I want to say: I do a lot. I am an onsite manager at the building where I live. It's a low stress part time job that helps with the rent. Perfect for dealing with my Crohn's disease. There are some basic plumbing and bookkeeping skills involved. I call the spare bedroom my office. From there I also navigate medical systems like a brand manager with three arms. There is also a guest bed in my office where I can crash when I run out of MoJo. I toggle between jumping in to get tasks done while I have the sparks and then pulling back as to conserve energy the way a starship rations power in an asteroid field. I write. I feel. I listen. I endure. But I don’t have a job title to package all that. I sometimes imagine the computer voice in my home saying, “Status: Working,” just so I could answer people honestly without lying or launching into the complexities of chronic illness. I’ll start calling myself a Systems Manager for Life with what a western character would call a "hitch in my get-along." Maybe that would help me believe it, too. There’s longing for purpose when not working—not just for the lost income or structure, but for the loss of easy identity lonesomeness for participation. There’s a grief in how people stop seeing your value. There’s grief in how you start to question it, too. But I’m trying to rewrite that. Because work isn’t the only measure of worth. Contribution doesn’t have to come with a paycheck. And even when the world doesn’t see what I do, I see it. I’m still here. Still learning. Still trying. Still a viable crew member. Still working. Mostly Normal.

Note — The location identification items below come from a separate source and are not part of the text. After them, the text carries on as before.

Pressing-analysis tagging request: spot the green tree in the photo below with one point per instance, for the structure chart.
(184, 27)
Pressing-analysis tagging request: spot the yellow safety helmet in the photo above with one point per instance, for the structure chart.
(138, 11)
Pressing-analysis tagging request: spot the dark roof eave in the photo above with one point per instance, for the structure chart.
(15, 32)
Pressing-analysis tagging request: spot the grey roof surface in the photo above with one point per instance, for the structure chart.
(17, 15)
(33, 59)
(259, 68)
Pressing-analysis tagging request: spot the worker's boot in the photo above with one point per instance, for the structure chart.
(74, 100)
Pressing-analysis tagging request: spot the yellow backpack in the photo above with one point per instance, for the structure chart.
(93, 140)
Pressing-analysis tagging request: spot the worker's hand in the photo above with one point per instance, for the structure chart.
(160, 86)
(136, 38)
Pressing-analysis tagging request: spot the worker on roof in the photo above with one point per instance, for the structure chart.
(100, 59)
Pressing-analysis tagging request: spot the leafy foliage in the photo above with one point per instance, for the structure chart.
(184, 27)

What am I reading this week?

Network Effect | Martha Wells

This is a future world we are seeing in an Apple TV series called Murderbot. Murderbot is a semi human construct part machine, with some cloned human bits he does not fully understand, who has gained independence from a previous owner who rented it out as a piece of equipment. In previous stories Murderbot watched tons of content, read hundreds of books, all while interacting with clients, dealing with human dramas, and making friends with another construct that pilots a ship. Also, it made friends with some humans who accept it as a peer. This book starts with pirates, moves on to mass kidnapping, corporate takeovers, and the dreaded brush with ancient alien tech. I love the super complex storyline and that characters come back from previous books. I identify with one of the characters who is thrown into an impromptu rescue mission and when asked if he is ready says that, no, he is not, but when things are not normal, it's good to do normal things.